Egyptian Kingdoms from the old to the new had their own individual styles. The Egyptians always had a fascination with the afterlife. They must have looked at the short time spent in this life, and the length of time spent in the afterlife, and considered it of the utmost importance. That was an attitude that did not change from the old to the new kingdom. Their style did, however, change. The pyramids and their sculptures were an expression of the power of the pharaohs. It assured his passage into the afterlife, and his comfort there. Their art portrayed the pharaohs power, and his connection to the throne. They were considered gods, and the art and anything connected with them expressed this idea.
The Old Kingdom was from c.2649-2150 BC . The pharaohs were idealized, and given great dignity. The seated statue of Khafre demonstrates this. The statue was found in his temple, and was thought to embody his ka. He is seated in a royal posture with both hands on his lap with his right hand in a fist, and his left hand laying flat on his knee. There is no space between the body, and the throne, and this unites him with it. His gods surround him to show his right to the power he maintained. The sculpture is unified and balanced showing divinity. He,like all pharaohs, was considered a god. There are eighty odd pyramids that exist with the largest being the pyramid of Khufu. Three of them are from Old Kingdom pharaohs, and are the most impressive.
The Middle Kingdom lasted from c1991-1700 BC, and during this period the pharaoh was showing a connection to his people. The political turbulence of this period had left doubt as to the pharaohs divine power, and the style was less imposing. Sesostris lll considered himself to be the shepherd of the people. He was concerned about his subjects. There are lines of worry between his eyes. More personality is allowed to show through in the art of this period. Sculptures were more naturalist, and less imposing. Their bodies were more rounded, and their faces were more expressive.
The New Kingdom covered the years from c.1550-1070 BC. During this period the pharaohs reestablished control of the country, and expanded to regions around them. It is during this time that the mortuary temples became a place where the pharaoh's patron deities were worshiped, and after the pharaoh's death he was also worshiped there.

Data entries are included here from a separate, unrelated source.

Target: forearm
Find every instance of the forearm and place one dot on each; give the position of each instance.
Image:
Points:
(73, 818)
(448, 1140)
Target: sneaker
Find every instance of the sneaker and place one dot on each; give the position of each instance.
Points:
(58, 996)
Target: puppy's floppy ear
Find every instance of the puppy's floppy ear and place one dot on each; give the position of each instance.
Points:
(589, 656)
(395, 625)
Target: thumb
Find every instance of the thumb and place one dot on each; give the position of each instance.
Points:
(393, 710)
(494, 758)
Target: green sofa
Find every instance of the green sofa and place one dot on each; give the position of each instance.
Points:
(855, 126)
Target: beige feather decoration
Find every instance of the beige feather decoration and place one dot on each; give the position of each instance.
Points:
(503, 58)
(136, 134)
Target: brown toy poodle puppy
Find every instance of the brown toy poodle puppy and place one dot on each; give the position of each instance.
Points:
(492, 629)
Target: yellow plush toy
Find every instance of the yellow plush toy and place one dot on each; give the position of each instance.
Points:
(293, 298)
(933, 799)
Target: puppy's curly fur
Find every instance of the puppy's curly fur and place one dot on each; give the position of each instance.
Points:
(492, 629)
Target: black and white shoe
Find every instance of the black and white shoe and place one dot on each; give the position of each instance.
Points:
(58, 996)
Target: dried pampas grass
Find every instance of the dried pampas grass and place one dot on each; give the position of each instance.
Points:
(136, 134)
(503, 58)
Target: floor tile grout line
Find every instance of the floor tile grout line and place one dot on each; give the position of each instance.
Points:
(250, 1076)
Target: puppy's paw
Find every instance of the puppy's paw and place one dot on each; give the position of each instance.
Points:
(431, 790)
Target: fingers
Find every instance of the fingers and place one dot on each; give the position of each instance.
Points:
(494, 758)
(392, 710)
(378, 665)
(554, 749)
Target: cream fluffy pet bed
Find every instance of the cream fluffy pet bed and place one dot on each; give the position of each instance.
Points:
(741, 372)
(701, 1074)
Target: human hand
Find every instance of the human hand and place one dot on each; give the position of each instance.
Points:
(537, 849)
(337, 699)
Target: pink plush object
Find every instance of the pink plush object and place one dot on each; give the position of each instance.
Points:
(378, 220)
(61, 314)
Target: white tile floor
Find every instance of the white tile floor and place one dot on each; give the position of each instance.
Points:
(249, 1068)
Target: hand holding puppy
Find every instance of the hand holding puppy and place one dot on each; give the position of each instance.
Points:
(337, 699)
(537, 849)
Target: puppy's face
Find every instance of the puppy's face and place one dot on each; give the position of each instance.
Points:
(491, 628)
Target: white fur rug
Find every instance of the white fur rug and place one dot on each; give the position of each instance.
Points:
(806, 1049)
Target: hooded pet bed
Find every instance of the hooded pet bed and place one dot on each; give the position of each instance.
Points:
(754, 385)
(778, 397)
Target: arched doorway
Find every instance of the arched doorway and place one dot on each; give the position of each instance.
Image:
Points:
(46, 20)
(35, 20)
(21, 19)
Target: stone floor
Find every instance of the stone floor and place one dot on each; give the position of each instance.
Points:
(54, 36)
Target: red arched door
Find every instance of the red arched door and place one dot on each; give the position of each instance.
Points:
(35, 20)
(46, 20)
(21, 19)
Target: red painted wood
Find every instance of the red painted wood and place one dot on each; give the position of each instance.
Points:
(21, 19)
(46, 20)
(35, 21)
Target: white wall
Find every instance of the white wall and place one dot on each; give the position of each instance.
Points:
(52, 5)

The Amarna period (c.1349-1356 BC) was when Amenhotep lV set up a monotheistic religious system. Most of the Egyptian Kingdoms before and after his reign were polytheistic. His religious system was not popular. He worshiped the god Aten, and changed his name to Akhenaten. He did not consider himself to be a god , but a priest for his god. He moved his capital down the Nile where he built a temple to Aten. The style of art became more elongated, thin, pot bellied, and curvilinear. He still had himself portrayed as pharaoh with the crook, flail, and headdress of a pharaoh.
The cartouches were carved into his body. All the art is more naturalistic. There is a small relief that shows Akhenaten and Nefertiti playing with their three children which was done with naturalism that was unusual for Egyptian royalty. At the end of his reign Egypt went back to its old ways and religions, and the style began to return to something similar to that of the Old Kingdom.
The Old Kingdom was known as the age of pyramids. Their construction advanced from mastabas to the step pyramid which was a geometric form. They used limestone and granite to create large funerary temples for the royal family. It was during this time that Egypt had a long period of stability. During this period artists worked for the state or rich patrons. Most of the sculptures that were preserved were from tombs or temples.
There were significant changes in architecture which effected their society and economy. Imhotep was the architect to king Zoser. He started using stone to build, and create a new form of pyramid. There were many large building projects by the pharaohs. Building a pyramid was a great feat of engineering and organization. It is believed that gangs of a hundred thousand men worked three months in rotations completing building projects. The projects were major undertakings, but they were able to create many large building projects.
The Egyptians proportional system enabled them to build projects from small statues to the Great Sphinx. The system could also be used for paintings, reliefs, and free standing sculptures. It was a very workable system, and we still use it in art today. It had to include certain proportions in order to work on different scales.These proportions were based on the human body. There were originally eighteen grids that were later changed to twenty-one. Grids made a framework on which to create an art project. It is the relationship between the grid, and the project that make it possible to create the piece of art. The design is divided into grids both vertically and horizontally. This allows for an aesthetically pleasing piece of art, and it allows an artist to make duplicate copies or adjust its size up or down.
It was during the New Kingdom that they built the most impressive temples in Nubia. Their tombs were impressive,but the temples in the New Kingdom were built in the hypo-style, and were impressive. They were built with the post and lintel system. One is located in Karnak, Egypt. At Abu Simbel, Nubia is the temple of Ramses ll with the rock cut facade of four huge statues of Ramses ll. His gods were Amon and Ra. His goal was to impress on the Nubians his identification with these gods, and Egypt's domination over them.
The Egyptian Kingdoms from the old to the new had their own individual style. Each one portrayed the political and religious climate of their time. Even with the style changes their art has been enduring. We get a feeling for the power that belonged to the pharaohs as we gaze on the pyramids, and the art that was produced.